Finding the balance is hard - especially trying to increase protein without blowing your fat or sodium. It's definitely a learning curve for me.
Lots of high protein options mentioned that are low in both fats and sodium.
Chicken, egg whites (you can buy them in a container - just the whites - if you don't want to separate by hand), certain fish. Almost entirely protein from all of those. You can look at the package for chicken and fish to see if they added sodium, some brands do.
These are my go to's when I want to add just protein. I try to get a few solid protein meals in per day to spread it out. Sometimes just chicken and veggies.2 -
LRWSSuccess wrote: »kommodevaran wrote: »Maybe you are eating a well balanced diet and more protein will make it unbalanced. Have you adjusted the settings, or are you going with MFP's default? And how many grams? And your height, weight?
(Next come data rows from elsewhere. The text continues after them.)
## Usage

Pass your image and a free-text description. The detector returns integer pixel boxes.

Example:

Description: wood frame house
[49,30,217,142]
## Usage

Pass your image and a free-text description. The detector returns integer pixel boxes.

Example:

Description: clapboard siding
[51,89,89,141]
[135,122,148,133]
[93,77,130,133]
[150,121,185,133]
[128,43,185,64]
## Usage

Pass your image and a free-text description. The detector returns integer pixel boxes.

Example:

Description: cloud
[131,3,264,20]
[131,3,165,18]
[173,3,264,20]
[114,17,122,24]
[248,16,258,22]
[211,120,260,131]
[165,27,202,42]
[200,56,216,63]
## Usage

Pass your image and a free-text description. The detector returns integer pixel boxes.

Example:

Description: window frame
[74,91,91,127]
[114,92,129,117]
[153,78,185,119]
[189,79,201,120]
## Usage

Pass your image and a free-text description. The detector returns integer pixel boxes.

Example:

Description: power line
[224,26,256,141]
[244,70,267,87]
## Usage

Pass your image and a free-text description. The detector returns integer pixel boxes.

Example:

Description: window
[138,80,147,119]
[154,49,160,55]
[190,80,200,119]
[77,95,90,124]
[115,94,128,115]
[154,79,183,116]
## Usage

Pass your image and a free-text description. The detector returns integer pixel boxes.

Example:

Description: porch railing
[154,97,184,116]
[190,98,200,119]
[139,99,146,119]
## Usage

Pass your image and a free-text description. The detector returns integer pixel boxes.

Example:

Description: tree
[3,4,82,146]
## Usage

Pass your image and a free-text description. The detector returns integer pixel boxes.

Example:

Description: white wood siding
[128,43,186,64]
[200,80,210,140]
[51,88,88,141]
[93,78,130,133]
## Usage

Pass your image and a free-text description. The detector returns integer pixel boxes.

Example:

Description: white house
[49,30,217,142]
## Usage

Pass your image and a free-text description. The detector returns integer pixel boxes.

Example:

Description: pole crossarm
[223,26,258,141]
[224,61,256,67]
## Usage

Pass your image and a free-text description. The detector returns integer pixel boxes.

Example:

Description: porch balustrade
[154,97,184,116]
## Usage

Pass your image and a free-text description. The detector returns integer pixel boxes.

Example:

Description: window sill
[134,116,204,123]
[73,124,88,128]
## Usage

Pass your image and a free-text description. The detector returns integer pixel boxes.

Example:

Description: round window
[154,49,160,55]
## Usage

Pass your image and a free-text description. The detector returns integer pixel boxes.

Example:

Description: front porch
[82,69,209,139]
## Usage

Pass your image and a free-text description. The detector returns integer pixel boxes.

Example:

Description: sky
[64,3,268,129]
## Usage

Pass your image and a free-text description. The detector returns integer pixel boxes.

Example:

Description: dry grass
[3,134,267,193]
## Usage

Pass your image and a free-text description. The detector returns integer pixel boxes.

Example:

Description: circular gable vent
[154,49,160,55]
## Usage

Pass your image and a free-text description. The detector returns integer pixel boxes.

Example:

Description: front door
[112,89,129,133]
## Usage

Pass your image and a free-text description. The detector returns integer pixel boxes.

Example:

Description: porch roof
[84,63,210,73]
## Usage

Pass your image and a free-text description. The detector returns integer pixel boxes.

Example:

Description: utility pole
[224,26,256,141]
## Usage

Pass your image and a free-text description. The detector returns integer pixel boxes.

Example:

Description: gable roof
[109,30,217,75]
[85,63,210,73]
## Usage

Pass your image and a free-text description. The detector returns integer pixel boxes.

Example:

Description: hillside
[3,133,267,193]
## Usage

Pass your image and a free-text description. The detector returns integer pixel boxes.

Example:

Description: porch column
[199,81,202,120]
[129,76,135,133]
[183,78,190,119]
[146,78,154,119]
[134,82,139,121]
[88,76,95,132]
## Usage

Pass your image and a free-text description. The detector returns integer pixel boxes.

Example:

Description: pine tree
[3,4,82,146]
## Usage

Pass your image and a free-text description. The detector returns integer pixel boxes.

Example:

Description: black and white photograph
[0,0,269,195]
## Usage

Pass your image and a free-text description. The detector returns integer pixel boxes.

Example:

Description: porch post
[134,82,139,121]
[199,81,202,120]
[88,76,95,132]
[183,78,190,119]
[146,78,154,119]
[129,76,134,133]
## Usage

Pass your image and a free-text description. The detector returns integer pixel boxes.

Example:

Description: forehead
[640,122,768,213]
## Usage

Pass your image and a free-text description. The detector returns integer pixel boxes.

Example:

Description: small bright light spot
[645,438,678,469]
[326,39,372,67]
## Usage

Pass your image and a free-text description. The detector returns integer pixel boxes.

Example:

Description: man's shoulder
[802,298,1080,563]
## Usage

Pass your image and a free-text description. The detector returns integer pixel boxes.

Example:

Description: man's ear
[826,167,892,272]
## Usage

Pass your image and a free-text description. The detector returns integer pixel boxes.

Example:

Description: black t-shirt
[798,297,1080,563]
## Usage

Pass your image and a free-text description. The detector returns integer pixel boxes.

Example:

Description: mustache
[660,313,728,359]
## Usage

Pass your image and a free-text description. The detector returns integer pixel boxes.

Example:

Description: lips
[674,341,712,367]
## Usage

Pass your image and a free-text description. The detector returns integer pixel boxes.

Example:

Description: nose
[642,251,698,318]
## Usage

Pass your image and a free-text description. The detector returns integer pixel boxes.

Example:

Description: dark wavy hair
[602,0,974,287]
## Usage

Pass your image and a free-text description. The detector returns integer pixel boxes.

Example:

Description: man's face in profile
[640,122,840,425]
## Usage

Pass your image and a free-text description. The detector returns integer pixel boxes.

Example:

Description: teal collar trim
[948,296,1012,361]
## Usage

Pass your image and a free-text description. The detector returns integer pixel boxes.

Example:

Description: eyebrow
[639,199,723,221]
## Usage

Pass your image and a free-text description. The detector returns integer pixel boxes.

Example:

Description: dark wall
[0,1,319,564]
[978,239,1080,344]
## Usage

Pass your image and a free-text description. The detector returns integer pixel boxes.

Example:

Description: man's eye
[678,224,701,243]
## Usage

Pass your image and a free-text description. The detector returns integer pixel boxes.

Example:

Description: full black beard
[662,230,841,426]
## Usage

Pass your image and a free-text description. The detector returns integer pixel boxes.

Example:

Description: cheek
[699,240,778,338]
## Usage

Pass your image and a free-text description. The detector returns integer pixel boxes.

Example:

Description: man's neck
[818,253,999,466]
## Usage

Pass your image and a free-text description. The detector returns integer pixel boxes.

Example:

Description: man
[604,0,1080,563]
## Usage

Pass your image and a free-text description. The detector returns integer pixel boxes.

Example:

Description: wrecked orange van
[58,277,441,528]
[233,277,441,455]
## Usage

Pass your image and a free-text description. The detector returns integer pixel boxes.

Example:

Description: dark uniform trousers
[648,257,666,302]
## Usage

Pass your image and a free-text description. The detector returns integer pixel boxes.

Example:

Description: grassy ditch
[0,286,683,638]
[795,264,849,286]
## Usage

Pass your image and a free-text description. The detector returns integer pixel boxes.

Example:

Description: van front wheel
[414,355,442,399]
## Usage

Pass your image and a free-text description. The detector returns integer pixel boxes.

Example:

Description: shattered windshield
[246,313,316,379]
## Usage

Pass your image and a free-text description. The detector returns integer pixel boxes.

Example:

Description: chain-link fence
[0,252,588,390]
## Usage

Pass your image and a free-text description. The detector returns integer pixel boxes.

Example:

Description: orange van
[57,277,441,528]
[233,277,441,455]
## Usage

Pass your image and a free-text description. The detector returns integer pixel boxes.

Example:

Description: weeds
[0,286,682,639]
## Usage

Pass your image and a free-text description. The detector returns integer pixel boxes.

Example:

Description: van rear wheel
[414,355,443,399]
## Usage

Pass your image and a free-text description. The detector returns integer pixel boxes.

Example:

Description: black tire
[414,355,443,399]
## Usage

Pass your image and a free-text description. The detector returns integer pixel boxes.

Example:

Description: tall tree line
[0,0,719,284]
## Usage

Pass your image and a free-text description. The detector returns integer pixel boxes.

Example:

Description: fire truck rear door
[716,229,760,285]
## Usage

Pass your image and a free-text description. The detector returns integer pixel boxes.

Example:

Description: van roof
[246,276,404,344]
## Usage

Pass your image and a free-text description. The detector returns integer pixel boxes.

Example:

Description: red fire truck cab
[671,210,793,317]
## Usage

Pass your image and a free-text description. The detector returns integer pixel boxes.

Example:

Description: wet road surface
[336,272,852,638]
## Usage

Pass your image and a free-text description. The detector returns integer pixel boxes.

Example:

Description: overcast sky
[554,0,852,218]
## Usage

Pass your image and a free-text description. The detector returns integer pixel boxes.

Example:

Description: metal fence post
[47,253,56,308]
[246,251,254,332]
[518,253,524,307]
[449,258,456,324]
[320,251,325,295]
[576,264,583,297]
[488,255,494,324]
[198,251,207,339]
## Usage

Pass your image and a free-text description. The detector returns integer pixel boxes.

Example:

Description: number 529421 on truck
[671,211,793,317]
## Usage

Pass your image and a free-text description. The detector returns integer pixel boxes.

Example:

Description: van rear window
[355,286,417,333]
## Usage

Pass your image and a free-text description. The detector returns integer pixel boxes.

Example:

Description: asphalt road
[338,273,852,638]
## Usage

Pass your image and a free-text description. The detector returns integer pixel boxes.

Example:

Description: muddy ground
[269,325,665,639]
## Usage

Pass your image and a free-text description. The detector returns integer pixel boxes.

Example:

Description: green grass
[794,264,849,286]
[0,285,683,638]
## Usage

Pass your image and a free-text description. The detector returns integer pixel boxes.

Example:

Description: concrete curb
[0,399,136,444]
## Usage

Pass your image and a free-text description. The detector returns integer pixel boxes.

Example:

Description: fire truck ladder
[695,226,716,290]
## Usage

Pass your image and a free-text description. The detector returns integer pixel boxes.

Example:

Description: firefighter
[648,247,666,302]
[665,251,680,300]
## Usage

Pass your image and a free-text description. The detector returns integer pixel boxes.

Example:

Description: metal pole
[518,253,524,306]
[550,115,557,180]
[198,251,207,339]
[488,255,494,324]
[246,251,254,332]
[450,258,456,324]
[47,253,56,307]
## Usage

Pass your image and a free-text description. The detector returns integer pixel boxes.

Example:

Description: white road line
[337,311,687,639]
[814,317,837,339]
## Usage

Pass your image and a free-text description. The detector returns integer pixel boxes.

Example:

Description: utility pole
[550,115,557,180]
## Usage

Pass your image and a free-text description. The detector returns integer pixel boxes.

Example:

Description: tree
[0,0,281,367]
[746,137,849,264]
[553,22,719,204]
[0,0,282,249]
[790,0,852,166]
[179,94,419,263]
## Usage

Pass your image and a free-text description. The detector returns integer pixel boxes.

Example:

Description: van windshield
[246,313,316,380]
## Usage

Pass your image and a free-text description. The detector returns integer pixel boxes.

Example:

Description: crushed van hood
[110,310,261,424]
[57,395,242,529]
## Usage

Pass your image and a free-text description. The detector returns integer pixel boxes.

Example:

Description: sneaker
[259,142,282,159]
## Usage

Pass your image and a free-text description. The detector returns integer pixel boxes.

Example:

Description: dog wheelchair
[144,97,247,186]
It's currently at 110g per day. I adjusted the MFP default to C 40% / P 30% / F 30%.
What "balanced" is, is going to be personal. For the common dieter (yes, you are a common dieter, not an athlete, and you're not sick; if you are, this is a good time to come clean), macro settings is all about making sticking to a calorie deficit easier. What you are doing now, is making sticking to a calorie deficit harder. Not extremely hard, but you're risking burnout. You should really up your calories - a suggestion would be in the area of 1600 - and then get enough fat and protein - you could try 80-90 grams of each, and the rest carbs, and then eat whatever you want to hit your goals. If you feel like any of these goals are hard to hit, maybe you need less. And if you feel a craving for more, eat more, while sticking to your calories (which means you'll have to cut somewhere else). But a lot more will most likely be unnecessary, and unnecessary things should preferably be left for areas of less importance than getting excess weight off.2 -
GottaBurnEmAll wrote: »TheCupcakeCounter wrote: »Nuts and chia seeds are a good way and RX bars are a very natural bar. They have some very dessert-like flavors so you can have a protein dessert. I highly recommend the chocolate mint flavor. The ingredients are dates, egg whites, almonds, cashews, cacao, and peppermint.
Nuts and seeds have a terrible protein/calorie ratio! They are fats that bring protein along for the ride.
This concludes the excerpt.